The ability to build accurate protein families is a fundamental operation in bioinformatics that influences comparative analyses, genome annotation, and metabolic modeling. For several years we have been maintaining protein families for all microbial genomes in the PATRIC database (Pathosystems Resource Integration Center, patricbrc.org) in order to drive many of the comparative analysis tools that are available through the PATRIC website. However, due to the burgeoning number of genomes, traditional approaches for generating protein families are becoming prohibitive. In this report, we describe a new approach for generating protein families, which we call PATtyFams. This method uses the k-mer-based function assignments available through RAST (Rapid Annotation using Subsystem Technology) to rapidly guide family formation, and then differentiates the function-based groups into families using a Markov Cluster algorithm (MCL). This new approach for generating protein families is rapid, scalable and has properties that are consistent with alignment-based methods.

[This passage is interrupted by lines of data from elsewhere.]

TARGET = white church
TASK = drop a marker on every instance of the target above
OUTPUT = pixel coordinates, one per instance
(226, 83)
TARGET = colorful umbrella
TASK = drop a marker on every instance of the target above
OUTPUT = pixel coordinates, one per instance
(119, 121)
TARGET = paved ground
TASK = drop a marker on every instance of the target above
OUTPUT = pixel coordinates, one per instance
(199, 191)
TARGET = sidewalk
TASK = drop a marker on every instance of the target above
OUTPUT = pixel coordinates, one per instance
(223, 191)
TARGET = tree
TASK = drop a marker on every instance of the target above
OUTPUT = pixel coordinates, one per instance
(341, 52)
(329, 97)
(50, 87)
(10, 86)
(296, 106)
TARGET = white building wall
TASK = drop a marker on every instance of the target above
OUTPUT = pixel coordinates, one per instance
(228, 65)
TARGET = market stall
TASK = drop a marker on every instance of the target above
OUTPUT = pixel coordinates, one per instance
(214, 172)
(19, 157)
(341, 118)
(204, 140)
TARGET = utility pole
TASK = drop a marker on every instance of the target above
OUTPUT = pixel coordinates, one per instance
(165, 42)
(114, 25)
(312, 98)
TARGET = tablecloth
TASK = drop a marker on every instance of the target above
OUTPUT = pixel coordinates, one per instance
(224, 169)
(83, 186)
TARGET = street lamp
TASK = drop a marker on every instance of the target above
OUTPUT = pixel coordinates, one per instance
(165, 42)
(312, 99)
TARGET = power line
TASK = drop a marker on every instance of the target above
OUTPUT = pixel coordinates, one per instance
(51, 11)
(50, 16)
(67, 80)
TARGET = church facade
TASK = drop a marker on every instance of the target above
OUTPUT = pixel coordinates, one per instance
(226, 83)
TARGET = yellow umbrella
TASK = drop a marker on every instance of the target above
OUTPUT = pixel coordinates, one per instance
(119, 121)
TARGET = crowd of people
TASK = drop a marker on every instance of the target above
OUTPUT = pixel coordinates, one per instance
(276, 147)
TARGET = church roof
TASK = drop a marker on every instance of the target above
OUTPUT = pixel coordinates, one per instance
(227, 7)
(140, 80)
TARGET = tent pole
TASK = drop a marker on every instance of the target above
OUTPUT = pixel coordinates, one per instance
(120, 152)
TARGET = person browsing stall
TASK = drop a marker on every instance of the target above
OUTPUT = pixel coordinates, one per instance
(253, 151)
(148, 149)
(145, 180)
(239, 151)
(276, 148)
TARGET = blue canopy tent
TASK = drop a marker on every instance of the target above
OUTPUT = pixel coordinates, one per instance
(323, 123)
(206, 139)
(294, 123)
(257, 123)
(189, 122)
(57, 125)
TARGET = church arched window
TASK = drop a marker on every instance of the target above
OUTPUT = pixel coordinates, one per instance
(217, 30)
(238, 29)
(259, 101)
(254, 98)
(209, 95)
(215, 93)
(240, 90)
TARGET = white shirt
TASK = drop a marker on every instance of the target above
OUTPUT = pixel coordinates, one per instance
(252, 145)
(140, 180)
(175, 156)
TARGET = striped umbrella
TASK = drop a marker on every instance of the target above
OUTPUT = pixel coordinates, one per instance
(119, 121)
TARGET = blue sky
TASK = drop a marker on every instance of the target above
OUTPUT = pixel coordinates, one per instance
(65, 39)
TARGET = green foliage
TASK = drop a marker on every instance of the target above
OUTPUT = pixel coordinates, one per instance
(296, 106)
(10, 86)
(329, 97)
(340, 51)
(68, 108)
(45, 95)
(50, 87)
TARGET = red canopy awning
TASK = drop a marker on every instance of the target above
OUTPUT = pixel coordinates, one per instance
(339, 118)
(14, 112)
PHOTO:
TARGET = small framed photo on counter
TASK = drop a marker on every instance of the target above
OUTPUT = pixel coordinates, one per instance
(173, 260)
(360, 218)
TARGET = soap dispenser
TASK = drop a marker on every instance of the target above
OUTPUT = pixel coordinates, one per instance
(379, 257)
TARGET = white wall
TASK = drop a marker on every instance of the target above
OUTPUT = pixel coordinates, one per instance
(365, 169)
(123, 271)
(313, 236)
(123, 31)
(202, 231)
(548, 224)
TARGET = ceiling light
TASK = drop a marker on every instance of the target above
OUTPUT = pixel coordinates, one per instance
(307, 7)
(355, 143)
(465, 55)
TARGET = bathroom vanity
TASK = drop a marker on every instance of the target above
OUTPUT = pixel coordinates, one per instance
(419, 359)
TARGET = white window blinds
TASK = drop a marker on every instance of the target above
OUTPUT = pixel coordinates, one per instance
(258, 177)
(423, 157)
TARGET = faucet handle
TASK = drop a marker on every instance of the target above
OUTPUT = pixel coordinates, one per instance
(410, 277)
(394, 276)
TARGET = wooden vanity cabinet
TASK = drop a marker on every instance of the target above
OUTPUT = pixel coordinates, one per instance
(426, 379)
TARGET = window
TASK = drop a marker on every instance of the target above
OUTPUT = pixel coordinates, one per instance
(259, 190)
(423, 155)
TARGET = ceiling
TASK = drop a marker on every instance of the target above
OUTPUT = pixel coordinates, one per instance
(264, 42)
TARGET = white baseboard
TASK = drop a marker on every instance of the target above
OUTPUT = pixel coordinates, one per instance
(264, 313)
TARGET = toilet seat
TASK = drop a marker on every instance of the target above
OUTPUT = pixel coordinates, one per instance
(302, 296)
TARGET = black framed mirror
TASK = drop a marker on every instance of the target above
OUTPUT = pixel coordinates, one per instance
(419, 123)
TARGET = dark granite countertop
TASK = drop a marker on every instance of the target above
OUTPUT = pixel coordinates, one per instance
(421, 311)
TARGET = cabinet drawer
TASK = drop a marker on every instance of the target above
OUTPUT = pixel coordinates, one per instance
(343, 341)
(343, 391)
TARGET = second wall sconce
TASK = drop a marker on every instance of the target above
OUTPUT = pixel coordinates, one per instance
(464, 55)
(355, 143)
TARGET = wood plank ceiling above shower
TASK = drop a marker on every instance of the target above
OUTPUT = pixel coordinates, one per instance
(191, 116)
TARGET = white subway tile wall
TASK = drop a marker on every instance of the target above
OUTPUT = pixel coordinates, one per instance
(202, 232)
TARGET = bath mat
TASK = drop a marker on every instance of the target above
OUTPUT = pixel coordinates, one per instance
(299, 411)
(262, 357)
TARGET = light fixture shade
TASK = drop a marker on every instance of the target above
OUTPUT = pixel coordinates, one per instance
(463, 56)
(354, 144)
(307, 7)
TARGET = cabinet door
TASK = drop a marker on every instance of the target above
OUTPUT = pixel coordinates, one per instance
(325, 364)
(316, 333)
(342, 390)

Keywords: FIGfams; RAST; comparative genomics; genome annotation; metabolic modeling.

Figure 1

Flow diagrams outlining the PATtyFam generation procedure for (A) local families and (B) global families.

Figure 2

Protein family sizes. Histograms depict the number of protein families vs. the number of family members. Protein families were generated with PATtyFams (blue bars), FIGfams (red bars), kClust (orange bars), and OrthoMCL (green bars). The first row (A–C) shows families generated for the 43 Brucella genomes. The second row (D–F) shows families generated for the 38 Escherichia genomes. The third row shows families generated for the 80 diverse genomes. Note that the scale of the Y-axis changes and is shown in log-scale for (G–I).

Figure 3

Venn diagrams showing the number of identical protein families held in common between PATtyFams (blue), OrthoMCL (yellow), kClust (green), and FIGfams (red) for (A) the 43 Brucella genomes, (B) the 38 Escherichia genomes, and (C) the 80 diverse genomes. Data are shown for core protein families, defined as those families that have proteins from ≥90% of genomes in each set.

Figure 4

Median percent identity among family members. Histograms depict the number of protein families vs. the median percent identity for all pairwise BLAST comparisons between family members for (A) the 43 Brucella genomes, (B) the 38 Escherichia genomes, and (C) the 80 diverse genomes. Families generated by FIGfams are depicted as red lines with square plot points, kClust are orange lines with diamond plot points, OrthoMCL are green lines with triangle plot points, and PATtyFams are blue lines with circle plot points.

Figure 5

Conservation of protein domains within family members. Histograms depict the total number of protein domains vs. their conservation across all members of each family as generated by FIGfams (red), kClust (orange), OrthoMCL (green), and PATtyFams (blue). Data are shown for the subset of families in which ≥ 90% of the genomes are represented for (A) the 43 Brucella genomes, (B) the 38 Escherichia genomes, and (C) the 80 diverse genomes.

Figure 6

Chromosomal context conservation within family members. For the protein-encoding gene of each family member, the functions of its neighboring genes 5 kbp upstream, and downstream were obtained. Histograms depict the total number of functions vs. their conservation among family members. Data for families generated by FIGfams are shown in red, kClust are orange, OrthoMCL are green, and PATtyFams are blue. Data are shown for the subset of protein families in which ≥90% of the genomes are represented for (A) the 43 Brucella genomes, (B) the 38 Escherichia genomes, and (C) the 80 diverse genomes. Note that the number of proteins in the 0.1 bin is not displayed for the 80 diverse genomes and is 96,117 for FIGfams, 5540 for kClust, 75,070 for OrthoMCL, and 55,525 for PATtyFams.